Kaddafi yönetimine karşı ilk isyan 15 Şubat 2011’de başladı. Libya halkı demokrasi talep ederek isyan etti. Onlar için demokrasi Batı’da seçim sistemine indirgenen yaygın anlayışın aksine; barınma, beslenme, iş ve sağlık anlamına geliyordu. 6 Gün sonra BM temsilcisi “Kaddafi rejimi halkına karşı soykırım başlattı” dedi. Libya ile ilgili yalan yanlış haberler Suudi yanlısı El-Arabiye ile Katar destekli El-Cezire tarafından dış dünyaya servis edildi. Ölü sayısı on binlerle, yaralı sayısı elli binlerle ifade edilerek, işgale zemin hazırlayan ‘soykırım’ tezi desteklendi.

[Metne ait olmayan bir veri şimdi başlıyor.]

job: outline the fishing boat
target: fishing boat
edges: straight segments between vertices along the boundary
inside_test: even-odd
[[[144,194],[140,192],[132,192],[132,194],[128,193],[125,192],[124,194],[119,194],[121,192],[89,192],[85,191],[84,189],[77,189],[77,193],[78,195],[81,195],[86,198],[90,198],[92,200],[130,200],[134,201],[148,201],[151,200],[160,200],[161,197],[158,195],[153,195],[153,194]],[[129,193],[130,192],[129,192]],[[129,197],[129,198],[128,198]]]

19 Mart’ta BM Güvenlik Konseyi Libya’da ‘uçuşa yasak’ bölge öneren 1973 sayılı kararı onayladı. Karar onaylanır onaylanmaz Fransa bombardımana, ABD ise cruise füzelerini Libya’ya yönlendirmeye başladı. Avrupa ülkeleri ve ABD, Arap Birliği ve Afrika Birliği kararları olmadan böylesi bir işgali başlatamazlardı. Bu kararların çıkartılmasını sağlayan Suudi Arabistan, BAE ve Katar’da Libya işgalinin baş aktörleri oldular.

Başlangıçta silahlanmış sivil halktan oluşan isyancılara destek olabilecek, Kaddafi rejimine karşı denge sağlayıcı, 1978-79’da Kamboçya’ya giren Vietnam, MPLA’nın ve Sahraaltı Afrika’nın yardımına koşan Küba Birlikleri gibi sol ilerici güçler yoktu. İşgal sırasında Afganistan’dan getirilen silahlı El-Kaide güçleri, diğer cihatçı çetelerle, LİSG ile takviye edilerek Libya halkının özgürlük mücadelesi işgal kuvvetlerince çalındı.

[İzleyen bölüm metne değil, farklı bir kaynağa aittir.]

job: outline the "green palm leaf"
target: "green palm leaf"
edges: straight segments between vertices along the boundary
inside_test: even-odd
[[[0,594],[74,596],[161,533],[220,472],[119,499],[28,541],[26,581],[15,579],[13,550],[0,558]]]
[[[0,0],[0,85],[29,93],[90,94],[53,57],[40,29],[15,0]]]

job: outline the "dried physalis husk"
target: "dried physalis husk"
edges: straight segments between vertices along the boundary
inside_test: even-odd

Misrata’ya komşu olan Taverga kenti cihatçı çeteler tarafından uzun süre kuşatıldı. Sahra Altı bölgesinden gelen Taverga sakini çoğu göçmen işçi olan Afrikalı siyahlar, sistematik bir soykırıma uğradılar.

Libya isyanı Atlantik güçlerine, Katar’a, Suudi Arabistan’a; Ortadoğu ve Kuzey Afrika çapında yayılarak hızlanan ve emperyalistlerce ‘Arap Baharı’ adı verilen toplumsal dinamiklerin denetimini ele geçirme imkanı tanıdı. ABD bir yandan Mısır ve Tunus’la kaybettiği hegomanyasını yeniden kurarken diğer yandan petrol rezervlerinin kontrolünü yeniden ele geçirdi. Ayrıca Avrupa ve Asya’ya Rusya üzerinden doğalgaz verilmesinin önüne geçecek olan enerji dağıtım hattı projelerini hayata geçirmesine yardımcı olacak ve Afrika’nın değerli madenlerine sahip olmayı kolaylaştıracak önemde ki jeopolitik merkezi elde etmiş oldu.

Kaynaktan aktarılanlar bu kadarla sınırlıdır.